At the time of her death in 1984, Kalvak was one of the few remaining Inuit women in Ulukhaktok decorated with traditional beautifying facial kakiniq (tattoos).

In 1984 a competition was held to rename the Ulukhaktok Elihavik School and in 1985 it was renamed Helen Kalvak Elihakvik.

==Personal life==
Kalvak was married to Edward Manayok, a singer and drum dancer. He died at a coastal outpost camp at Walker Bay.

Their daughter, Elsie Nilgak, states:

"When they were trying to start the Co-op my mother was given drawing paper to make drawings. She would make drawings when we were at our outpost camp at Walker Bay [on the coast north of Minto Inlet]. The drawings would show the way people used to dress and live.

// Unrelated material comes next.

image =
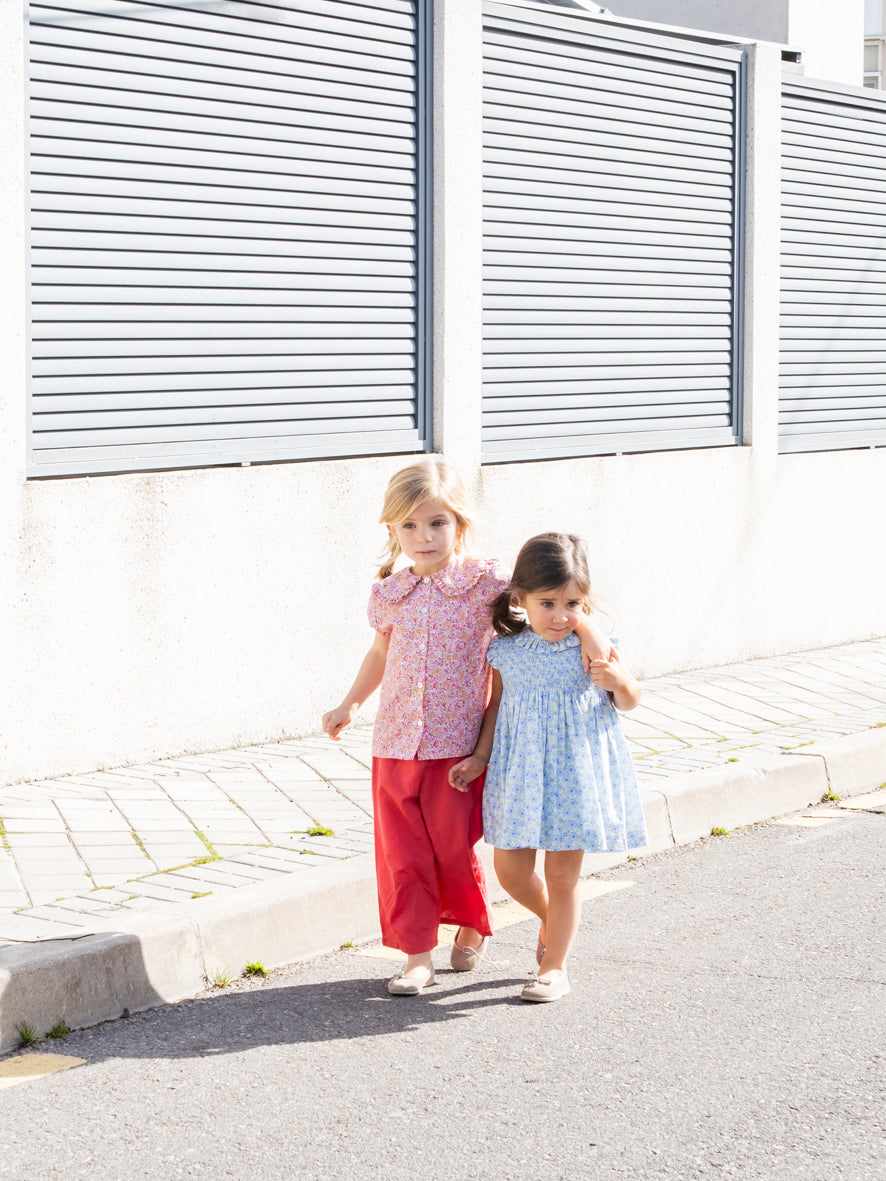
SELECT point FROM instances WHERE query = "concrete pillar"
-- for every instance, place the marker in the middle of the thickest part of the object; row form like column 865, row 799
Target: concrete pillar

She did drawings for some of the sealskin tapestries also. There were about five women, including my mother, who sewed sealskins for the Co-op. I still remember the first drawings and designs by my mother for kamiks, parkas, mitts, and other craft items. There were about five women who made sealskin clothing and mats. I remember coming into Holman in the summer by boat to sell some of my mother’s finished drawings and I would get more art supplies to take back for her. This was after my father passed away [in 1960]."

Her granddaughter, Julia Manoyok Ekpakohak (born 1968), is also an artist. She was taught by Kalvak.